In recent years, China has become one of the biggest success stories in economic history. Now one of the fastest growing markets and economies in the world, China is still having trouble increasing the outreach of its currency, the yuan, as most investors still prefer to trade in dollars and Euros to appease international markets. However, earlier this month China announced that it would be opening up its $6 trillion bond market to international investors, in a bid to increase the prevalence of the yuan on the worldwide financial market.
This move comes in a series of moves made by China to open up its market to the world in order to increase interest in its currency, following a stock connection between Shanghai and Hong Kong earlier this year. The bond market would issue yuan denominated bonds to international investors in order to bring them into the Chinese money system and increase the portfolio of the yuan. Additionally, the opening of the bond market would allow foreign investors to invest in bigger investment quotas, essentially allowing a larger portion of bonds to be paid in international money. This would mean that far greater quantities of yuan would become present on the international investment and bond markets, adding to the currency’s strength and international viability.

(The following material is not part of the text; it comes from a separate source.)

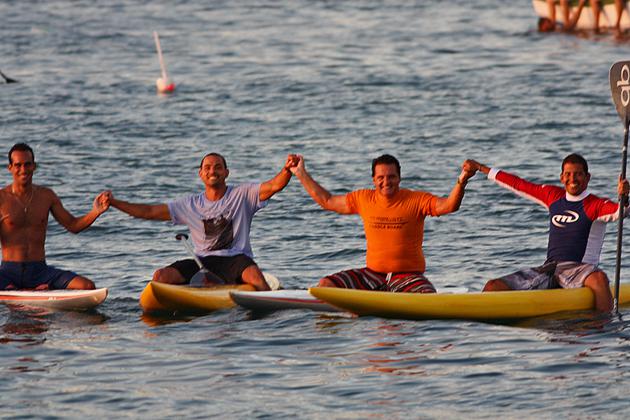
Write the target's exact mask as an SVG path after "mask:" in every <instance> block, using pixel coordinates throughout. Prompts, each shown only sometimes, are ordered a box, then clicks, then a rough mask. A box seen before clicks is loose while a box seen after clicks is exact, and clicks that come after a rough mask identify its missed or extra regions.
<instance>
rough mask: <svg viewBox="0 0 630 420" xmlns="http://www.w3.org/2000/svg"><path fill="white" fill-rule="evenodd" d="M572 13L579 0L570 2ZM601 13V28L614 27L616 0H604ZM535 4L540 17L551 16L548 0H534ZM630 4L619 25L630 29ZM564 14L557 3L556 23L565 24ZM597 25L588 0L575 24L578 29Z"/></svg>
mask: <svg viewBox="0 0 630 420" xmlns="http://www.w3.org/2000/svg"><path fill="white" fill-rule="evenodd" d="M570 3H571V5H572V7H571V13H574V12H575V10H576V9H577V1H572V2H570ZM601 3H602V8H601V14H600V16H599V28H600V29H607V28H614V27H615V22H616V21H617V10H616V9H615V1H614V0H602V2H601ZM532 5H533V6H534V12H536V14H537V15H538V16H539V17H543V18H550V16H549V9H548V8H547V2H546V1H545V0H532ZM628 12H629V10H628V4H626V7H625V10H624V11H623V13H622V15H621V21H620V22H619V26H620V28H621V29H622V30H626V29H630V15H629V14H628ZM563 20H564V16H563V15H562V9H561V8H560V5H559V4H556V23H561V24H564V22H563ZM594 26H595V18H594V17H593V10H592V9H591V8H590V6H589V2H588V1H587V2H586V6H585V7H584V9H583V10H582V13H580V18H579V19H578V21H577V24H576V25H575V28H576V29H584V30H588V29H593V28H594Z"/></svg>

China has historically lagged behind other Asian markets with relation to their international bond market, with foreign investors comprising a mere two percent of their holdings compared to South Korea’s eight percent and Taiwan’s 6 percent. This move should act to bring international money in and help the yuan become a more viable international currency. With China’s huge debt market and valuable government and public bonds, this could prove to be a very wise and beneficial move on their behalf.